Dicarbonyl Stress in Diabetic Vascular Disease.

机构信息

Herz- und Diabeteszentrum NRW, Diabeteszentrum, Ruhr Universität Bochum, 32545 Bad Oeynhausen, Germany.

出版信息

Int J Mol Sci. 2022 May 31;23(11):6186. doi: 10.3390/ijms23116186.

DOI:10.3390/ijms23116186
PMID:35682865
原文链接:https://pmc.ncbi.nlm.nih.gov/articles/PMC9181283/
Abstract

Late vascular complications play a prominent role in the diabetes-induced increase in morbidity and mortality. Diabetes mellitus is recognised as a risk factor driving atherosclerosis and cardiovascular mortality; even after the normalisation of blood glucose concentration, the event risk is amplified-an effect called "glycolytic memory". The hallmark of this glycolytic memory and diabetic pathology are advanced glycation end products (AGEs) and reactive glucose metabolites such as methylglyoxal (MGO), a highly reactive dicarbonyl compound derived mainly from glycolysis. MGO and AGEs have an impact on vascular and organ structure and function, contributing to organ damage.

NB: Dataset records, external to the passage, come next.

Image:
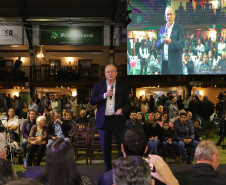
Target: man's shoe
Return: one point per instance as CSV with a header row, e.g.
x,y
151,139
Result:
x,y
177,159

As MGO is not only associated with hyperglycaemia in diabetes but also with other risk factors for diabetic vascular complications such as obesity, dyslipidaemia and hypertension, MGO is identified as a major player in the development of vascular complications in diabetes both on micro- as well as macrovascular level. In diabetes mellitus, the detoxifying system for MGO, the glyoxalase system, is diminished, accounting for the increased MGO concentration and glycotoxic load. This overview will summarise current knowledge on the effect of MGO and AGEs on vascular function.

摘要

晚期血管并发症在糖尿病引起的发病率和死亡率增加中起着重要作用。糖尿病被认为是导致动脉粥样硬化和心血管死亡率的危险因素;即使血糖浓度正常化后,事件风险仍会放大——这种效应被称为“糖酵解记忆”。这种糖酵解记忆和糖尿病病理的标志是晚期糖基化终产物(AGEs)和活性葡萄糖代谢物,如甲基乙二醛(MGO),它主要来自糖酵解的一种高度反应性二羰基化合物。MGO 和 AGEs 对血管和器官结构和功能有影响,导致器官损伤。由于 MGO 不仅与糖尿病中的高血糖有关,还与糖尿病血管并发症的其他危险因素有关,如肥胖、血脂异常和高血压,因此 MGO 被认为是糖尿病微血管和大血管并发症发展的主要因素。在糖尿病中,MGO 的解毒系统,即糖氧醛酸酶系统,会减弱,导致 MGO 浓度和糖毒性负荷增加。这篇综述将总结目前关于 MGO 和 AGEs 对血管功能影响的知识。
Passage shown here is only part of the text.